Start from a GitHub issue when you want the agent loop to use the issue title, body, and comments as the implementation task. Comments are included oldest to newest, and prompts tell agents that later comments may refine or supersede the original issue body:

agent-loop issue 123 --repo OWNER/REPO

For larger or ambiguous issues, add --plan-first to run a plan review on the issue before code is written. The coder may inspect the checkout but must not edit files, push, or open a PR during planning. Reviewers approve or block with AGENT_PLAN_STATE markers using explicit plan-review sections:

### Blocking plan issues
### Same-plan follow-ups
### Future follow-ups

When earlier plan issues remain open, reviewers encode prior item dispositions in the JSON prior_plan_item_dispositions array using "resolved", "blocking", "same-plan", or "future" (with a "note"). The orchestrator renders those as a ### Prior unresolved plan item dispositions section in the public GitHub comment; reviewers do not add that section themselves. "future" dispositions are accepted only in approved plan reviews and are reconciled with the final approved plan instead of reopening planning. If --approved-followups=issue or fix-and-issue is enabled and implementation will continue after approval, those plan-stage future follow-ups are filed as separate issues before implementation starts. If implementation continues but issue filing is disabled, they are summarized in the planning-complete comment with an explicit note that they are not carried into PR review. Planning item-* IDs visible in issue history are not PR prior review items unless they are repeated in the active PR unresolved-item ledger. By default the loop posts the approved plan summary and stops without filing follow-up issues; add --implement-after-approval to continue into the normal PR flow:

agent-loop issue 123 --repo OWNER/REPO --plan-first --implement-after-approval

--plan-first also supports explicit post-approval modes:

agent-loop issue 123 --repo OWNER/REPO --plan-first --plan-execution-mode plan-only
agent-loop issue 123 --repo OWNER/REPO --plan-first --plan-execution-mode decompose-only
agent-loop issue 123 --repo OWNER/REPO --plan-first --plan-execution-mode implement-one-shot
agent-loop issue 123 --repo OWNER/REPO --plan-first --plan-execution-mode implement-by-phase

plan-only is the default. implement-one-shot is the same behavior selected by the backward-compatible --implement-after-approval flag. decompose-only asks the coder to turn the approved plan into ordered phases, always creates one GitHub child issue per phase, posts a parent summary table, and stops. implement-by-phase creates every child issue, then implements only the first agent-pr phase and stops after that PR review loop. Before entering that child implementation, the parent issue records a one-time handoff marker. Parent reruns after that marker do not re-run the child implementation; resume directly with agent-loop issue <child>. If decomposition already exists without a handoff marker, the first child is treated as not yet attempted and the handoff is recorded once. If the first phase is human-action or manual-close, the loop creates and reports all child issues but stops so a human can do the required work, add a remark/update, and close that child issue.
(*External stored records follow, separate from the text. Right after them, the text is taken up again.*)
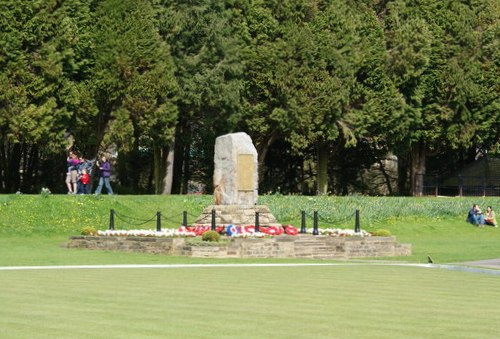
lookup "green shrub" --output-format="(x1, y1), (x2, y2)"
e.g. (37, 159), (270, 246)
(201, 231), (220, 242)
(81, 226), (97, 235)
(372, 228), (391, 237)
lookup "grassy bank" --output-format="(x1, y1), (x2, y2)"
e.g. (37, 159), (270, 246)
(0, 195), (500, 265)
(0, 195), (500, 235)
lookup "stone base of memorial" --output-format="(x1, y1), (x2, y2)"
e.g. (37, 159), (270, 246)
(193, 205), (281, 226)
(67, 234), (411, 259)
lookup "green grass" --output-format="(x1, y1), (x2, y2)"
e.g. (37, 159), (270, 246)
(0, 266), (500, 338)
(0, 195), (500, 265)
(0, 195), (500, 338)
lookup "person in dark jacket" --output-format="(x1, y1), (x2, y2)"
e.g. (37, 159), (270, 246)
(95, 156), (113, 194)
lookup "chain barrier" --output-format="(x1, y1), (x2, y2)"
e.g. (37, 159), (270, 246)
(114, 211), (156, 226)
(161, 213), (182, 224)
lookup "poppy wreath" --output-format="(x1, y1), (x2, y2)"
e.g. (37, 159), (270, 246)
(186, 226), (210, 236)
(243, 225), (255, 233)
(283, 225), (299, 235)
(260, 226), (283, 235)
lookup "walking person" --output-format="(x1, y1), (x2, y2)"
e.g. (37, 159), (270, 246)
(467, 204), (484, 227)
(95, 156), (113, 194)
(484, 206), (498, 227)
(79, 168), (90, 194)
(65, 151), (78, 194)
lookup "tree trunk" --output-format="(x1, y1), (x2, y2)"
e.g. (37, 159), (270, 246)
(257, 132), (278, 189)
(411, 141), (426, 197)
(317, 143), (329, 195)
(398, 152), (410, 195)
(153, 143), (162, 194)
(6, 143), (21, 193)
(162, 141), (175, 194)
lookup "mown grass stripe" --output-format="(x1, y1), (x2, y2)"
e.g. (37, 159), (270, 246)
(0, 265), (500, 338)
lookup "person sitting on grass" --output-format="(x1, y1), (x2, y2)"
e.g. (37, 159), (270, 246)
(484, 206), (498, 227)
(467, 204), (484, 227)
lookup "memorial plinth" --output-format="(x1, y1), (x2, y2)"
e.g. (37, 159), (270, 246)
(193, 132), (280, 226)
(193, 205), (281, 226)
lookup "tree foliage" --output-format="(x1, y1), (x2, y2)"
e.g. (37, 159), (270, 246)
(0, 0), (500, 195)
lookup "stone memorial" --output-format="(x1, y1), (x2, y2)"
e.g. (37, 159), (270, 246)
(213, 133), (258, 206)
(195, 132), (279, 226)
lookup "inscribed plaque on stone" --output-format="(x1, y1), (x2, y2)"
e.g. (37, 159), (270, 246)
(237, 154), (254, 191)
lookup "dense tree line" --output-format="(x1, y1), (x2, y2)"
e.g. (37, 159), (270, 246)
(0, 0), (500, 195)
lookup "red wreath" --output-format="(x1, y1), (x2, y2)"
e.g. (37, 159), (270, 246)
(283, 225), (299, 235)
(260, 226), (283, 235)
(243, 225), (255, 233)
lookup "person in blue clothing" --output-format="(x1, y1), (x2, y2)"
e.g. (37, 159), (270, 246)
(467, 204), (484, 227)
(95, 156), (113, 194)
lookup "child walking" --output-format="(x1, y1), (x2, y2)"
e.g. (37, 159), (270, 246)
(80, 168), (90, 194)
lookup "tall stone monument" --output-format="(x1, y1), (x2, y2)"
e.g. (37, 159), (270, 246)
(195, 132), (280, 226)
(213, 132), (259, 206)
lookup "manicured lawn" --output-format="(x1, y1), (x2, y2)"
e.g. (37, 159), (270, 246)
(0, 265), (500, 338)
(0, 195), (500, 338)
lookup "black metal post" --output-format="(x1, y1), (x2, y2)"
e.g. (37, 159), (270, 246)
(156, 212), (161, 232)
(354, 210), (361, 233)
(300, 211), (307, 234)
(313, 211), (319, 235)
(109, 209), (115, 230)
(255, 211), (260, 232)
(434, 174), (439, 197)
(210, 208), (215, 231)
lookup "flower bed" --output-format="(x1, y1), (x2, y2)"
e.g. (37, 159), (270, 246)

Each generated child issue copies the relevant parent-plan slice, constraints and invariants, dependency notes, scope and non-goals, rollout risk, validation/soak requirements, automation classification, and instructions for agent execution or human closure. Decomposition is capped at 8 phases; an over-cap response is rejected and must be consolidated, not truncated. This cap is separate from the approved-review follow-up issue cap used by --approved-followups.
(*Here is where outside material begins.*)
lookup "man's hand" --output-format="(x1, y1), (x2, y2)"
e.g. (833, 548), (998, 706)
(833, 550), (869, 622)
If the approved plan narrows scope (via a structured deferred_stages field, or a prior discuss split consensus), pass --materialize-split-issues to file each remaining stage as its own linked child issue instead of leaving it as unfiled text — default is off, and the orchestrator always warns explicitly when stages would otherwise go unfiled. When a parent's stages are already fully materialized, --implement-after-approval hands implementation off to the specific child the plan covers (via a unique title match or an explicit --split-stage <child> flag) instead of treating the whole parent as solved, and the resulting PR is required to use Refs #<parent> rather than a closing keyword against it. See docs/local_agent_loop.md for details.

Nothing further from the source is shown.